4. Others talk of 'press and peel blue' and that Maplins was a source, since Maplin went to the wall is there another source other than the 'hold your breath' fleabay (I don't want to be dealing with china! via the East Midlands)
5. My HP deskjet is a printer/scanner/photocopier/telephone/calculator/radio (OK, I lied about the last 3 facilities on it!) I take it the photocopier element is not related to the laser copiers (someone mentioned photocopiers/laserjets use the same technology??) What's the score?
Thanks in advance of any responses to my questions.
|Grindstone Cowboy||15/01/2021 16:57:01|
|490 forum posts|
I can help with Question 5 - if it's a Deskjet, it's an ink-jet type of printer, so unfortunately can't do what a laser type would do.
|Martin Connelly||15/01/2021 17:32:41|
1660 forum posts
Coincidentally I was looking at this YouTube video today. The "bonus material" at the end may be of some interest to you.
|Stuart Smith 5||15/01/2021 18:28:16|
|174 forum posts|
I have used press n peel sheet for pcbs and also brass etching. See my earlier post on 17/12/20 above.
If you want to buy from a reputable supplier, Rapid electronics stock it: **LINK**
As you can see, it isn’t cheap, but I bought a pack a few years ago and still not used it all. I cut a piece to just a bit bigger than required and tape it to an A4 piece of paper to feed through my laser printer.
You need either a laser printer or a photocopier to print onto the press n peel sheet.

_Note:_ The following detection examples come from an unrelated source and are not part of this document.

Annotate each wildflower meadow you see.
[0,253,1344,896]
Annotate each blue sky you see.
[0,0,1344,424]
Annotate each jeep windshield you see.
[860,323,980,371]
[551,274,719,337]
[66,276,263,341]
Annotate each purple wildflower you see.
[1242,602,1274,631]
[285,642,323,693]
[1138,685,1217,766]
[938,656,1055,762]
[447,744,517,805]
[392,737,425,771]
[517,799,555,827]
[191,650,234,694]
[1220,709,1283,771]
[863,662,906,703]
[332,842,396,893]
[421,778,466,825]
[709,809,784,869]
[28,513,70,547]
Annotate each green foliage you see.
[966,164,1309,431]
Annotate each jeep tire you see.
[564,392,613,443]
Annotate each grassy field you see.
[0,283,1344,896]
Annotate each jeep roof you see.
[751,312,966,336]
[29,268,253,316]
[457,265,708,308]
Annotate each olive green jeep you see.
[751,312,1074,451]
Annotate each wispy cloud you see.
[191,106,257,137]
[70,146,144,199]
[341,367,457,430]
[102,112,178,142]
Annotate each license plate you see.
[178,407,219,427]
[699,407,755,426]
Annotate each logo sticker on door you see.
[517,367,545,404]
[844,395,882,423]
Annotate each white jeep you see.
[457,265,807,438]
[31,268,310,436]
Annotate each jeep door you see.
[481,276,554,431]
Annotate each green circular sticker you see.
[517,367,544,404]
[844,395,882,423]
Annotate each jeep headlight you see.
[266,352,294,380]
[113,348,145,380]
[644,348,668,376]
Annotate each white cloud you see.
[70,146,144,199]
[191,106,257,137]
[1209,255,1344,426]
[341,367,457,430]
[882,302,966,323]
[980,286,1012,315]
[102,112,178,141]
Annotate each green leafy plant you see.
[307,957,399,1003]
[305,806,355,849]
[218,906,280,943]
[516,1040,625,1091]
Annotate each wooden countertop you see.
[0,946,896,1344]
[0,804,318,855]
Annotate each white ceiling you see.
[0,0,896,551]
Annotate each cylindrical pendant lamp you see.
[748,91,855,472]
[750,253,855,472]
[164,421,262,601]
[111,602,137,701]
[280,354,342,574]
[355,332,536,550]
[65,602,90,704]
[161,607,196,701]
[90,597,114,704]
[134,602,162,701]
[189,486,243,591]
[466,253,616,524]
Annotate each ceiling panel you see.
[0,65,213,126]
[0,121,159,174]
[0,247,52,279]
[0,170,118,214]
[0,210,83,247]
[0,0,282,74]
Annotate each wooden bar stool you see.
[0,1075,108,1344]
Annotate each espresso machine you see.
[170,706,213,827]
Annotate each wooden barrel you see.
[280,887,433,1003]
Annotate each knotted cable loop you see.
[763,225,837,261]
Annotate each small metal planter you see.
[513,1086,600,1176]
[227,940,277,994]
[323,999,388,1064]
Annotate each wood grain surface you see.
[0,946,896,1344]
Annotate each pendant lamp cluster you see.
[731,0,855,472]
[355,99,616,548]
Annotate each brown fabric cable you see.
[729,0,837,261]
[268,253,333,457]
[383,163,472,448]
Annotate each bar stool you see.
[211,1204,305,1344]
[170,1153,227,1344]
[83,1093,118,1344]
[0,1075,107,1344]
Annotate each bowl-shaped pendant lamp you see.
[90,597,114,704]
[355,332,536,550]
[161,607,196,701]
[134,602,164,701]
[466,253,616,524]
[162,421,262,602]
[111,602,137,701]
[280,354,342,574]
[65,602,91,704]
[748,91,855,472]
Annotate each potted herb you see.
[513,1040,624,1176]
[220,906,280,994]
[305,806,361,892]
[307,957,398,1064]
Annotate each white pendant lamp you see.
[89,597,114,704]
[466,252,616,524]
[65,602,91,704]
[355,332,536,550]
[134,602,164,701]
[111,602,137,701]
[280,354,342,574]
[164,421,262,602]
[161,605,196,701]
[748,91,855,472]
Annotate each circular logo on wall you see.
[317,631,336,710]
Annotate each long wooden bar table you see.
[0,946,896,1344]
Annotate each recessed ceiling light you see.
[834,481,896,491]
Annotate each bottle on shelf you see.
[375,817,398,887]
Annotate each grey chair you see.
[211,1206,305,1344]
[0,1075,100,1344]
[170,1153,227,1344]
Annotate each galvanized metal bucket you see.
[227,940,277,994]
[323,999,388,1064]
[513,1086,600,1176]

Before I got a laser printer I used to use a photo copier. It is the black toner that is ironed onto the brass or copper during the process. I have used sodium persulphate as an etchant recently. It is a white powder and is cleaner than the traditional ferric chloride.
Edited By Stuart Smith 5 on 15/01/2021 18:28:40
Edited By Stuart Smith 5 on 15/01/2021 18:29:07
Edited By Stuart Smith 5 on 15/01/2021 18:31:14
|Oily Rag||15/01/2021 19:16:16|
310 forum posts
Rob, Martin & Stuart,
Thanks for your replies. There is another option that I have heard about and think it may be worth consideration, which is to make a metal loaded resin mould of the face of the plates and stamp new plates with a flypress. I was talking to a close friend who worked at Abbey Sheet metals and he was telling me they used this method to do prototype car panels from original hand rolled panels or CNC milled wooden dies digitised off the clay model. He said they were good for 50 off, so sounds durable. Food for thought!
It is the painting that concerns me as much as anything though - the originals, at nearly 80 years old, look amazing where they have not been damaged, the paint must have been exceptionally durable (probably a true enamel!)
|Oily Rag||15/01/2021 20:00:04|
310 forum posts
Just viewed the toob vid on laser system - I like the distressed look shown at the end of the video. Could be the way to go - I have access to a laser cutter (cuts up to 2" thick steel plate so might be difficult to turn the gas down)
An authentic patina look always wins over a 'just out the showroom' look.
|488 forum posts|
Tim, you obviously weren't in any of my science classes!
Think of Anode as ADDnode.
Add is plus, so
ANODE is +
|Martin Connelly||16/01/2021 09:25:09|
1660 forum posts
George B, I always remember the cathode in cathode ray tubes spit out negatively charged electrons so must be negative.
6866 forum posts
Amusing that electrical plus and minus are the wrong way round.
The physics behind voltaic cells was not understood for many years. Quite easy to show a battery had pressure (potential difference, volts), and current (amps), so obviously one terminal was the positive source and the other the negative sink. Much harder to work out which was which because most basic electrical effects work whichever way round the battery is connected. At the time they guessed which was plus and minus, and only much later was it found negative is the source and positive is the sink.
Off the cuff I can't think of a way of showing the direction in which a DC current flows from first principles. Depositing and etching metals is no good unless you understand the electronic model of the atom, which wasn't available at the time.
Direction of flow can be inferred from the operation of a Cathode Ray Tube, but is there a less high-tech method?